As I write this, in my home in Boulder, Colorado, the snow outside my window is gently falling. The day has been particularly quiet; the snow has kept noises subdued. It’s over 30 centimeters deep in some places, with more coming tonight and over the next few days. I’ve already had to shovel my driveway twice. I expect I’ll be doing it many more times in the coming week.

Meanwhile, across the country, we’re still looking for answers in the aftermath of two explosions that rocked an event where people had gathered to cheer each other on. The explosions weren’t particularly powerful, but they were powerful enough.

I don’t have any more insight on this than anyone else. No one knows why this happened, or how it is that circumstances could even lead to such a thing—at least, no one knows yet.

Still, some facts did emerge as time went on; not about the lead-up to the event, but about the aftermath. Along with the terrible injuries and deaths, there was some more heartening news. People were seen rushing toward the explosions, not away; heading into danger to help. People in Boston were on Twitter offering assistance: a place to stay, a place to warm up, a place to get food and water. Others donated blood, until the Red Cross had to tweet and say they had enough (but please, wait a few days and then donate, since the current supply will run low soon).

During that mix of news my attention was drawn to a series of people on Twitter saying, “Meanwhile in Iraq, 50 killed and 300 injured in bomb attacks today,” with a link to a news story about it. Certainly that is a bigger event in terms of sheer magnitude, and what’s been happening there has been going on for years, making the enormity of it difficult to grasp. And while it can be hard to know the exact intent of the people tweeting that, it does seem like they were trying to put the Boston story into a global perspective, a sly if snide dig at American isolationism and narcissism.

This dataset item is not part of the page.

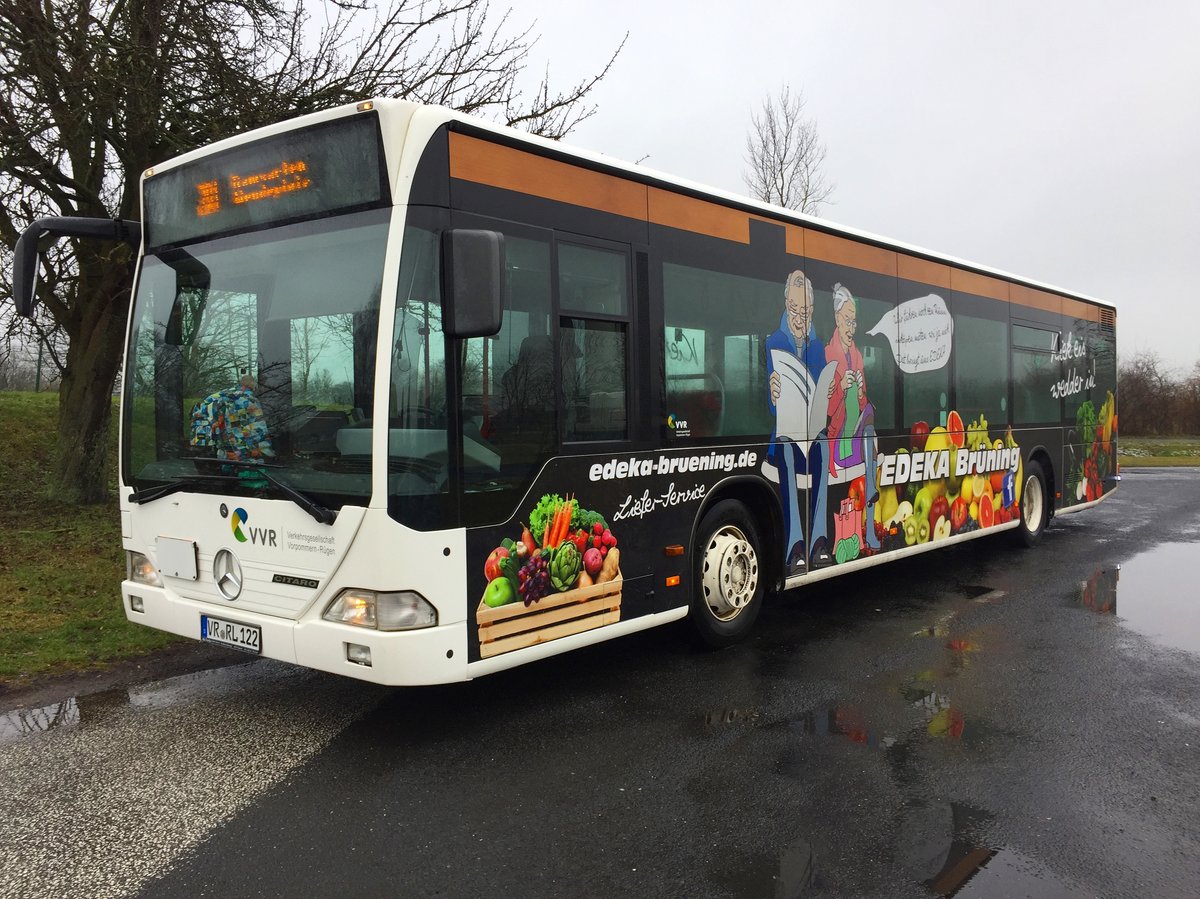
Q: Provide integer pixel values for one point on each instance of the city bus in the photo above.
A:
(413, 397)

Fair enough. But that’s not the only way to see it. To me, that also shows that ideologically driven human-made horror is, simply, everywhere. We cringe at bigger numbers, at bigger events, but perhaps, in the end, all horror is local. Something nearby will seem bigger because it literally hits home. Comparing it with ongoing, larger horror does nothing to lessen the impact.

And it doesn’t change the fact that while it probably only took a few people to cause the damage in Boston, a far, far larger number rushed in after to help.

I was thinking about all this as I watched the snow fall past my window. It occurred to me, somewhat randomly and spontaneously, that this snowstorm must be huge. It’s been snowing all day, and will continue for several more. I found the GOES satellite view of the United States, and the system truly is enormous, a thousand kilometers across, and still being fed by Pacific moisture. The amount of water in the air above the western states must be measured in the billions of tons, hundreds of billions.

That fact made me reel. It’s a huge number, impossible to grasp. I continued looking out my window, thinking of the comparatively small amount of snow settling onto my yard, belying the immensity of the cloud above.

Either way, that snow is here, and more is coming. All of us are still going to have to shovel ourselves out from underneath it.

Satellite map of the midwest snowstorm
GOES infrared map of the snowstorm over the midwest, taken at 01:00 UTC on Apr. 15, 2013.